In Metro, Franky was compared to Ruby Rose from Orange Is The New Black where Metro said "Ruby Rose is amazing. But sorry, there's only room for one tattooed prison bae in our lives and it's the sassy, vulnerable, tough and sexy Franky Doyle." Metro also commented on the relationship between Franky and Erica by calling it sexy. They also billed Franky and Bea as ruthless top dogs.

FemaleFirst had described Franky as one of the likeable characters within the first season but claimed in the second season that she was on a rougher edge after losing a governor who she was close to.

A scene from "Metamorphosis" was stated to be one of the five lesbian TV moments from 2014. The scene was when Franky stated "I don't eat sausage. I'm a vagitarian."

Elaine Atwell writing for AfterEllen stated about Franky and her absence, "Nicole is an incandescent ball of emotion, and her absence makes it easier to appreciate Danielle's quieter brilliance."

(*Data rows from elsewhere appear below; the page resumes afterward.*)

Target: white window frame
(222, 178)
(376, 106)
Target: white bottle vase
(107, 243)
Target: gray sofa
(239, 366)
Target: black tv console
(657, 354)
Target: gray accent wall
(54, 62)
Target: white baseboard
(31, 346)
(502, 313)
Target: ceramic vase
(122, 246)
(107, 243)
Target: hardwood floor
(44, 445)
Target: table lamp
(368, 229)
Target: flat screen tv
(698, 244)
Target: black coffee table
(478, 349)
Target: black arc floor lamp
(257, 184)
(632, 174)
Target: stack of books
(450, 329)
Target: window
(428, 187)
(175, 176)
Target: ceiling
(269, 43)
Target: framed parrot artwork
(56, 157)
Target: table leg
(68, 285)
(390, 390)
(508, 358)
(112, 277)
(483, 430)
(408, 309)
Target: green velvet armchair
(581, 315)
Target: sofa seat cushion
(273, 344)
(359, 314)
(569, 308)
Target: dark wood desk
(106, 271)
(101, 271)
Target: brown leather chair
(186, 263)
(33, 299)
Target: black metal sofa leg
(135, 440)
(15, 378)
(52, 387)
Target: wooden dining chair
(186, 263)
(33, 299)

Valerie Anne writing for AfterEllen stated about Bridget and Franky's relationship "I didn't think anything could replace Franky/Erica in my heart...but then along came Bridget. She was everything Franky needed and more."

Ian Hollingshead writing for The Daily Telegraph said about the first episode "The final showdown between Franky (Nicole da Silva) and Jacs (Kris McQuade), a young tattooed lesbian and a schoolmarmish matron, laced with malice as they fought over who would be top dog, was so compelling – and the cliffhanger so agonising – that it would be a crime to miss the next instalment."